Halftone-Thumb Halftone effects can bring a nice tactile effect to a web graphics, giving the impression of printed work. I’m going to show you how to create this effect in Photoshop using the Bitmap Image Mode.

1. Create a new Photoshop document with a white background, width 600 x 200 pixels. Select the Type tool (T) and add some text to the document. I’ve used a font called Blackoak Std but any big, fat, bold typefaces work really well when creating this effect.


2. We need to blur so that it looks like more of a blob than readable text. Choose Filter > Blur > Gaussian Blur. Set the Radius to about 10 pixels or until your text looks something like this:


I’d like the effect to be a little darker so, duplicate the layer by pressing Ctrl + J (win) or Cmd + J (mac). It should look a bit like this.


3. We’re going to change from RGB mode to Bitmap mode, but we can’t go there in one step. We need to change firstly to Grayscale mode. To do this choose Image > Mode > Grayscale. You’ll see the following message.
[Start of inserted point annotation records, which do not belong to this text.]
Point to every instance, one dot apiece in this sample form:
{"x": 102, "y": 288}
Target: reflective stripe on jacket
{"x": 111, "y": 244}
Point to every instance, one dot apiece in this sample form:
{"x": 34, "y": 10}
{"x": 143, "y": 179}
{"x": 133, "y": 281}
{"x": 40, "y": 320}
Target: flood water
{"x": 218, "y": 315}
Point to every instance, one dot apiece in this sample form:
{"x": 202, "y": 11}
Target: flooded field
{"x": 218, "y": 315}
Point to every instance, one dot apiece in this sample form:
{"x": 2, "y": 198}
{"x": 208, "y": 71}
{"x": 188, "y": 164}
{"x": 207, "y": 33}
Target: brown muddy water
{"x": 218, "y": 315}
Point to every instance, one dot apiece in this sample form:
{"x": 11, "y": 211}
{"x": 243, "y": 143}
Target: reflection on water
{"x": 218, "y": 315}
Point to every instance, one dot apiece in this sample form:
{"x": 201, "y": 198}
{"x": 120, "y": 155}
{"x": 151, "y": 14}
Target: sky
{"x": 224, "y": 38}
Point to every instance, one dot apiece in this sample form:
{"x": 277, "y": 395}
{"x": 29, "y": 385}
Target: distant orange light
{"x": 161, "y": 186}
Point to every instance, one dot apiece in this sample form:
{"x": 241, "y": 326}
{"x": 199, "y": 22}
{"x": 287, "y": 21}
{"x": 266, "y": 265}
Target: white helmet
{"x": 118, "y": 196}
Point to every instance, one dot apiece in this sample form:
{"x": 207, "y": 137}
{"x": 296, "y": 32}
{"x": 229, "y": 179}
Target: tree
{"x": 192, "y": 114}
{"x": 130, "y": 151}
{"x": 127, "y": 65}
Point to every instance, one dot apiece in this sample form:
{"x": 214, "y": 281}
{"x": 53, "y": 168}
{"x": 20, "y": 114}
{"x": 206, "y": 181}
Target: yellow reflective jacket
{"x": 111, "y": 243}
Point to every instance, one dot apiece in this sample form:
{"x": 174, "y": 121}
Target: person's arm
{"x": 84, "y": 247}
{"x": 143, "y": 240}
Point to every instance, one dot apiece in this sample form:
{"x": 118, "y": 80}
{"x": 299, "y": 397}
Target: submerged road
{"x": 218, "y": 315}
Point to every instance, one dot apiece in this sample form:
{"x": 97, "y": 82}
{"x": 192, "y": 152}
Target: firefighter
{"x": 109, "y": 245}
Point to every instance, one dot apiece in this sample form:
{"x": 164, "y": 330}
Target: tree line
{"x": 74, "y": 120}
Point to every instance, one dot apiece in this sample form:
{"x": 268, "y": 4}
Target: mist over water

Click Flatten. You’ll probably get another message about Discarding Color Information, click Discard.

4. Now choose Image > Mode > Bitmap. On the Bitmap dialog box leave the output at 72 for web graphics and choose Halftone Screen from the Use dropdown box.


Click OK.

5. On the next dialog box that opens you set up how your halftone dots will look. There’s a bit of trial and error here, so you might like to play around with the numbers. The higher the frequency, the more dots will appear. I kept the number fairly low here at 15. You can also choose the angle of the halftone screen and the shape of the dots.


When you click OK, the former blurry blob turns into a halftone blob, like this.


6. So that’s the effect created. Although it looks reasonably cool on its own I still want to include some readable text with it. To add more text we’ll get back to RGB mode. First choose Image > Mode > Grayscale, then choose Image > Mode > RGB.

7. Now we’re back in RGB mode, select the Type tool again and with the same settings as before type in the same text in black. Reduce the opacity of the text to about 50-60% and voila!


Working With Images

The process is EXACTLY the same if you want to create this effect with an image. Here’s a world map I created using the same steps as outlined above.


The only step I took here that was different was in the final stage. When I put the duplicate map of the world on top of my blurred halftone image, I set the blending mode to Multiply so that the original red color of the map can be seen in some of the dots.

So that’s how to create halftone images. I love the dirty, retro look that this effect can bring to a design. What do you think? Is is it an effect you’ve used or would be interested in using?